Capítulo II
Lo que nunca dijimos
No era la primera vez que se encontraban. Habían compartido algunos momentos a lo largo de las décadas, en encuentros fugaces, siempre por algo “casual”. Una muestra de arte, una presentación de libro, un amigo en común. Y sin embargo, hasta ahora, nunca habían estado tan solos.
Setenta años, aunque bien llevados, eran un peso que ninguno arrastraba con tristeza. Ambos se movían con la energía de quien aún tiene asuntos pendientes con la vida. Muriel escribía cada madrugada como si el mundo se acabara al amanecer. Alex seguía corriendo detrás de historias con la adrenalina intacta de cuando tenía treinta.
Pero ahora, frente a ella, algo en su mirada había cambiado.
Muriel lo notó cuando le entregó aquella hoja con el inicio de la historia. Él la sostuvo como si contuviera algo peligroso. Tal vez lo era. Tal vez ellos lo eran.
—¿Te pasa seguido eso de invitar hombres a escribir contigo? —bromeó Alex, queriendo sonar liviano.
—Sólo si me interesa lo que pueden decir—respondió Muriel, sin pestañear.
Ella de pronto notó, el aro dorado, discreto, en la mano izquierda. Siempre había estado. Pero esta vez no pasó desapercibido.
—¿Seguís casado con Clara? —preguntó, como quien lanza una piedra al agua para ver cuán hondo es el pozo.
Alex bajó la mirada. Jugó con la taza. El vapor del café parecía subir como una excusa para no responder de inmediato.
—Sí. Técnicamente, sí. Aunque hace años que estamos más en los recuerdos que en el presente. Compartimos casa, nietos, el cansancio… pero no mucho más.
Muriel sintió la dureza de sus palabras y asintió con un gesto lento. Ni juicio, ni consuelo. Sólo una pausa larga. Ariel era sumamente directo, mejor no enfrentarlo si se encolerizaba, aunque explotaba y se recomponía en seguida. Su honestidad contrastaba con el resto de los mortales. Un tipo cuyos valores resaltaban sin lugar a dudas. Generalmente coincidían en todo. Ella era verborrágica en extremo, él de pocas palabras en cuanto a su vida. En su trabajo de comunicador excelente. Claro y preciso.

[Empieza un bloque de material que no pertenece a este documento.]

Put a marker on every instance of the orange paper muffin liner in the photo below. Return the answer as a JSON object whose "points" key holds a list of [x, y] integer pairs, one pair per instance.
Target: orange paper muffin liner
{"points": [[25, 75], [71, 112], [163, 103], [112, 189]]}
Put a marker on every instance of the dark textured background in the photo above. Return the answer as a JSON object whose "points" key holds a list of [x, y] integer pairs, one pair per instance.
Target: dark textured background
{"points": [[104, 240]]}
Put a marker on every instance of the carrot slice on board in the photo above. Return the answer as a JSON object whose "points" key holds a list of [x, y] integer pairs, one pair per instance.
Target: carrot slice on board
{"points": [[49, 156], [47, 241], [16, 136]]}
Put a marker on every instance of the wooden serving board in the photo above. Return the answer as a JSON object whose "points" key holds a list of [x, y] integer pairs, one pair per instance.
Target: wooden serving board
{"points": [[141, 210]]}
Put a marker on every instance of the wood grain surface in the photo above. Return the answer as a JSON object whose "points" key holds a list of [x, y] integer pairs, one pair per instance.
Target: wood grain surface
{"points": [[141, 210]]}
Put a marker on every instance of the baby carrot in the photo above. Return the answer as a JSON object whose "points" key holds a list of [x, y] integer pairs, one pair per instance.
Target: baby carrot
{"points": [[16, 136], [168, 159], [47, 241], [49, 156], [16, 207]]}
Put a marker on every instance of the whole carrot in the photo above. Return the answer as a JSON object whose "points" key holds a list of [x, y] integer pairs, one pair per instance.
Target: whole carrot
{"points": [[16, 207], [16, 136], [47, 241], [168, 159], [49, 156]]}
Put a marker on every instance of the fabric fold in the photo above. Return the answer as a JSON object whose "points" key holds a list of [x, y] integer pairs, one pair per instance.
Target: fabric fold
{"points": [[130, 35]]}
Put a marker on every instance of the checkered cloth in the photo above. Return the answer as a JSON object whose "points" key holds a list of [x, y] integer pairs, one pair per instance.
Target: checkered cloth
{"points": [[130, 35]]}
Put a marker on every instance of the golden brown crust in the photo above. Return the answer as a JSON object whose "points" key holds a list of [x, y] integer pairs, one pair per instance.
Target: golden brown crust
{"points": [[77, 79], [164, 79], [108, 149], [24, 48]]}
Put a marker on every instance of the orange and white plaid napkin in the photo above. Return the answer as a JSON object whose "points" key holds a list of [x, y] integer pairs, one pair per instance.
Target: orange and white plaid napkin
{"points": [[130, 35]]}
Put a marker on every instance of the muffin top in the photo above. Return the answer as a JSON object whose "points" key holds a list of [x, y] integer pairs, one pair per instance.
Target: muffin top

—Pensé que lo habías dejado de usar —dijo, tocándose ella el dedo anular vacío.
—Lo olvido, creo. O me acostumbre y no lo siento. A veces el amor se convierte en mobiliario.
Ella lo miró con esos ojos que siempre le parecieron hechos de otra época. No por antiguos, sino por la hondura. Muriel no era mujer de medias tintas. Lo había sido en su juventud salvaje, con amores en otras ciudades, en viajes sin rumbo y noches sin nombre. Y sin embargo, nunca con él.
—¿Vos nunca…? —empezó Alex, pero ella lo interrumpió.
—No, nunca. Aunque no porque no haya querido.
La frase flotó en el aire con el peso exacto de lo que nunca se dice a tiempo. Pero a veces, el tiempo devuelve oportunidades envueltas en silencio.Muriel se levantó. Había una nota en su tono, una decisión tomada.
—Terminá la historia que te di. Si lo hacés bien, puede que te cuente alguno de los míos. Erotismo, no pornografia. Ok? Pero ojo… hay cosas que, si se escriben, ya no pueden volver atrás,
Ella parecía fría, pero en realidad era una máscara que cubría su propio carnaval endemoniado. Era pura pasión y su fogosidad envolvía sin que se notara. Alex se quedó solo, la hoja en la mano. Afuera, la ciudad empezaba a despejarse de lluvia. En su interior, una inquietud le nacía en el pecho, distinta a cualquier otra. Era como si, a los setenta, estuviera empezando algo por primera vez.